Why is it that when we look through windows, we see both memories and possibility in absolute clarity and in the stillest way?
I see the echo of morning sunlight seeping through the closed blinds. The transparency of the curtains dilutes the light like fog, softening it but giving it a glow felt at no other time. The town lies beyond, expectant, familiar. They’ll know by now. I sit watching the light honey swirl and effervesce. With my injury, it takes me longer than usual to successfully maneuver my chair away from the sun’s soft blade.
So much sky contained in that small window. When my head was too heavy to lift I would look out from my sheets upon that wide face of sky. The moon always seemed to hang in the same spot. When I couldn’t find a star, I felt overlooked. From that window I could see where the sky met the earth so clearly. Every morning I would run my eyes along the same seam of field and sunrise.
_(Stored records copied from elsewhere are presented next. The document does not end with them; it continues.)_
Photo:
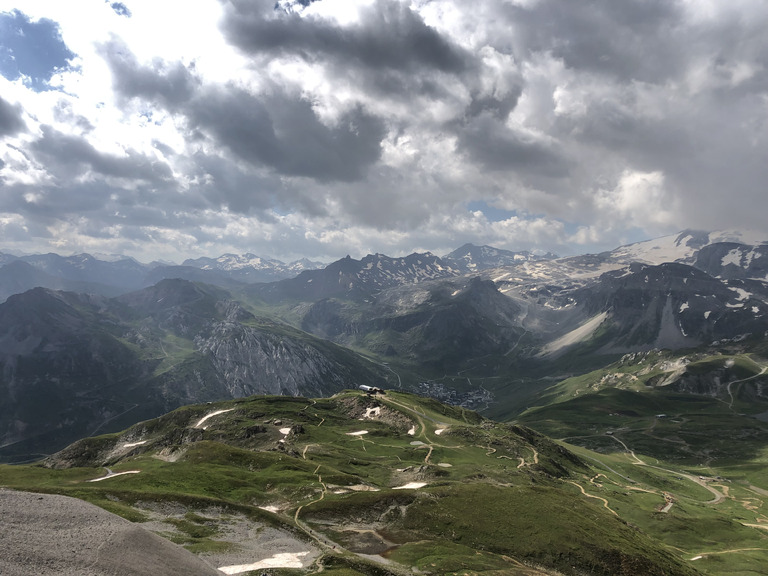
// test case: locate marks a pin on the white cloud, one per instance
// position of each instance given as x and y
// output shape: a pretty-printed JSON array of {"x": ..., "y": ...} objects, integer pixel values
[{"x": 229, "y": 126}]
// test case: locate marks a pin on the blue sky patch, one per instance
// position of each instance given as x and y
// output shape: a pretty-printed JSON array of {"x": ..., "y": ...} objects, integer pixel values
[{"x": 32, "y": 50}]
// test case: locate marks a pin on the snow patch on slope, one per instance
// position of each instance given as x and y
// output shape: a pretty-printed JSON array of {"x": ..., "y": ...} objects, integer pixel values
[{"x": 580, "y": 334}]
So many nights I would look down on the moonlit earth and be stirred, becoming so restless that I would need to walk in the night dew for a time before I felt satisfied. God’s voice couldn’t pierce the window in the same way. I would quietly leave the house with only a little fear and let his sky, his night, envelop me. I would always think I had something to say, but nearly every time I was lost in listening. For so long I thought He was the sky, and the wind His whisper. Sometimes it would pull and press at my window until the glass groaned.
Can a window give false freedom? I remember watching the bean rows fly so fast, spider legs running. When I pressed the pedal. the ground became a river, the grass became like light, but the sky was always, always still. I never realized until now how badly I wanted the sky to move.
I was looking through this window when our cars crashed together, heavy magnets held closer and closer until the force of their pull snaps. I wasn’t looking.
I think about the stretching stillness of the sky when our bodies were tossed cracked bruised and thrown so specifically.
Dickinson thought poems fled from the sky. I think what she meant is that when we are face to face with sky, there is nothing to say. Everything is yes.
Later when I needed a window, there was none. While I waited on doctors and family and knowledge, my mind needed to travel, to slip out and away, but I was trapped. Before going mad I searched the clock on the wall and let myself feel inside it. No, not a window. But there was space behind the small plastic covering, just room enough to stand between the six and seven. The minute hand paused at five, unnerved.
When I came to the city I was amazed to see the closeness of windows, their direct gazes. Where did people hide here?
Miles and miles
Here it is not so easy to see the sky. It becomes very easy to forget where I am and what the sky means, when there are such high walls and ceilings. When walking around the streets of Chicago, the buildings eat and scrape the sky with their sharp heads. Those buildings jeer. But the lake’s gentle face draws people. Here sky is endless, encompassing, always bigger and further than the longest street or highest tower. The water made the sky seem deep. I think around water voices are clearest.